The strategy (imperfect as it must be) is to triangulate on possible answers using the 3 sources of knowledge we have which are capable of informing longevity.
    • Data on centenarians (about 1 in 250 people);
      • pro(s): they are humans
      • con(s): no experimental evidence, purely observational. No insight into causality
      • These studies suggest a large genetic component to longevity. While they smoke at 2x the rate as everyone else they are far more likely to carry genes which code for certain growth hormone receptors, APO-C3, APO-E2 etc
    • Studies on animals
      • pro(s): we can have controlled experiments
      • con(s): they are not humans so we are always making a leap by generalizing
    • Molecular biology
      • Discovery of senescent cells and studies of mTOR protein; these are cellular agents of biological aging
      • Studies of parabiosis (blood transfers); shows promise but we don’t understand the mechanism
      • Understanding of autophagy (body ‘rebalances its portfolio’)
  • Using evolution as a guide
    • Agriculture period coincides with .10% of our genetic history.
      • Ramifications
        1. We now live in an era of caloric abundance
          • Our ancestors thrived despite regular periods of fasting
          • We should at least be critical of ‘food in a box’
          • Preference for nutrient-dense organ meat or dark green veggies
        2. We do not need to exercise the way our ancestors did
          • Effect of sitting (our ancestors had no chairs)
          • Look how pre-school age children move perfectly
    • Sleep
      • Reasoning to why sleep must be important
        • Our ancestors’ purpose was to eat and procreate; in a dangerous world sleeping 8 hours per day (which is what the record shows our ancestors did in fact do) would appear to be a vulnerable activity to be selected against.
        • It is easy to imagine how adaptive it would appear to not require sleep and the advantage it would have conferred to those individuals. However, the odds of carrying the gene which lowers your need for sleep is less than 1 in 1000!
        • In modern times with electricity and reasons to be awake longer, it is conceivable that such an adaptation will be selected for but such changes occur over thousand of generations.
        • Summary of Matthew Walker’s “Why We Sleep”
    • Evolution can be an irrelevant guide
      • He did not find evolution to be a relevant lens for evaluating mindfulness (he expected that our ancestors were far more ‘present’) nor pharmacology (the intensity and depth of drugs being absent in ancient times)
      • In the last 200k years, our APO genes have expanded from a single type to three different types. The newer types have made our brains more resistant to brain parasites and less resistant to alzheimers.
      • Paleo people argue that meat was the way of our ancestors while vegans argue that our ancestors had no need to worry about heart disease or health in old age. Ancestral considerations will have more difficulty bearing on the sources of food.
  • Studying the sources of knowledge which represent the pillars of his strategy there will be many tactics within each of the 7 levers to employ.
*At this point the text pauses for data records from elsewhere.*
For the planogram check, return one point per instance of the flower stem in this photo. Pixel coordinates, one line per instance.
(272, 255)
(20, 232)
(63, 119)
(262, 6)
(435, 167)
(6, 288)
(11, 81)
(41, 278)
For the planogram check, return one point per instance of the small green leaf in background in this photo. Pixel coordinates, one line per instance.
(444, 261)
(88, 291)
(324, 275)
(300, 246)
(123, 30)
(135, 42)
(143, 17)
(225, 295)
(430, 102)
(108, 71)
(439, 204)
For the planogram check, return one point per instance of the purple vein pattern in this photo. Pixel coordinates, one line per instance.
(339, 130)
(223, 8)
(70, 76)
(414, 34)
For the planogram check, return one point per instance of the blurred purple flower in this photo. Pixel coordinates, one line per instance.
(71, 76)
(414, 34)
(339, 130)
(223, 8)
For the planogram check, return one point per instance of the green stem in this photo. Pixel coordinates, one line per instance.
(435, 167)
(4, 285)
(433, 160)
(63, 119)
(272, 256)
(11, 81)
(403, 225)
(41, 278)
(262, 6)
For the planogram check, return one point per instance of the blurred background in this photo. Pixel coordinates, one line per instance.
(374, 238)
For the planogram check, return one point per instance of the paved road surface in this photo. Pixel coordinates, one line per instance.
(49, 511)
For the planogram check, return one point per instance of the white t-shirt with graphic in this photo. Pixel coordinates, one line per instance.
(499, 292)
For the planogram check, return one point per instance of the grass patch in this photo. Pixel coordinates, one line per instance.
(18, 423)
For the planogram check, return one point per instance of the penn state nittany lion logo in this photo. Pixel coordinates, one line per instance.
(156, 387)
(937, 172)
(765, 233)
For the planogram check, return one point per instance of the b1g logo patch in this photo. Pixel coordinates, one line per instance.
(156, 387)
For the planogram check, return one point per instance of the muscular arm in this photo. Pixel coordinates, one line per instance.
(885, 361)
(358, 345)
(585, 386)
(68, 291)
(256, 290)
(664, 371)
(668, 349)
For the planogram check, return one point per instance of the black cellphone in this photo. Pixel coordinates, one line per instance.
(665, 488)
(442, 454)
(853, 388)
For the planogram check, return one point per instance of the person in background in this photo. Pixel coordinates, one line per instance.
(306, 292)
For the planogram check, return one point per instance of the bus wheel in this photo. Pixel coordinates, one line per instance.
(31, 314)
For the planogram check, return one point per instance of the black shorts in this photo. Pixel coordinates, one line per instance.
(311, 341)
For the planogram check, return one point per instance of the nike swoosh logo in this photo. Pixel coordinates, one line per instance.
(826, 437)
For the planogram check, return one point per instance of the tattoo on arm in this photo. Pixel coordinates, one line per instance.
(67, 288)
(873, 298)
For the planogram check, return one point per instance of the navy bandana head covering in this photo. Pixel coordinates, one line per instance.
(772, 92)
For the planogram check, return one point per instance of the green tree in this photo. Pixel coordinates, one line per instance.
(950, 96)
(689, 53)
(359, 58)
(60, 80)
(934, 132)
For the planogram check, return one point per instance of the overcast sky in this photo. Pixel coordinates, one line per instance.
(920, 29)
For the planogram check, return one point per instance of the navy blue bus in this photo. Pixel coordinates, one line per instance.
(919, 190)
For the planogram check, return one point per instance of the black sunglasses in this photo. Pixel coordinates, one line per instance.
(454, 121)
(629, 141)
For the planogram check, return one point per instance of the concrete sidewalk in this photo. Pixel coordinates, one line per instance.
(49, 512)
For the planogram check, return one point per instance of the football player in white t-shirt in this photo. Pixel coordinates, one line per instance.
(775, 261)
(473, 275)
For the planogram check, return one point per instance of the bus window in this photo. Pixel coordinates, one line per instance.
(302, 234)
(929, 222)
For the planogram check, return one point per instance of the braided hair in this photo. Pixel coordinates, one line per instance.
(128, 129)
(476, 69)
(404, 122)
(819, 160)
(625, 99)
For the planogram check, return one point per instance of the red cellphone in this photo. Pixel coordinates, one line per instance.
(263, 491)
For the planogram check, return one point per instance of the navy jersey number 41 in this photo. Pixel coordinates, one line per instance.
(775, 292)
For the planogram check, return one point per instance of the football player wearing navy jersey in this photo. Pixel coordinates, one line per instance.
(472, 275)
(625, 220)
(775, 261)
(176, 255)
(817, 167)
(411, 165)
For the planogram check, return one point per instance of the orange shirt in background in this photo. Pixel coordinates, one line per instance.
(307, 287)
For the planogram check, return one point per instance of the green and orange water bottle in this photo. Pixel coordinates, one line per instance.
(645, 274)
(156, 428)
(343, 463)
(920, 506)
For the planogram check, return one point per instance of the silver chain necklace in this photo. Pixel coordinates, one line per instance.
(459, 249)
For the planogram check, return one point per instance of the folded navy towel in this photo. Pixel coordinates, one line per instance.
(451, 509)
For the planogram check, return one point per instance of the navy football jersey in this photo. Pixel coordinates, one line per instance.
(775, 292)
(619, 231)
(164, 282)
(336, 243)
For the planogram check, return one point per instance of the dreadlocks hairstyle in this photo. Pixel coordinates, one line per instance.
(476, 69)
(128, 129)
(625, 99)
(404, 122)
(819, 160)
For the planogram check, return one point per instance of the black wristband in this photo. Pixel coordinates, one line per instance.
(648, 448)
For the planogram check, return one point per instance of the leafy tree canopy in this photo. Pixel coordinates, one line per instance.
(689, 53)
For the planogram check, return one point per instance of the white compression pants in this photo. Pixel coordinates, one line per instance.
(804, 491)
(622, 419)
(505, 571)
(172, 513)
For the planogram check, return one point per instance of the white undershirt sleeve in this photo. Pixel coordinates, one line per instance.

Some of the tactics he has incorporated as the longest standing habits in deference for the overwhelming evidence of their benefits:

 

    • Lifts weights and sprint/similar (strength and bone density as insurance against accidental/falling injuries in older age)
    • Sleep 7-9 hours per night
    • Time-restricted feeding
    • Don’t spike insulin; eat fewer carbs
    • Movement matters; be strong in the positions your ancestors would have been in
    • Meditation
    • Gamified feedback (wearing a glucose meter or aura ring) to nudge desired behavior. Note how the 7 levers do not offer immediate feedback making them difficult to learn from.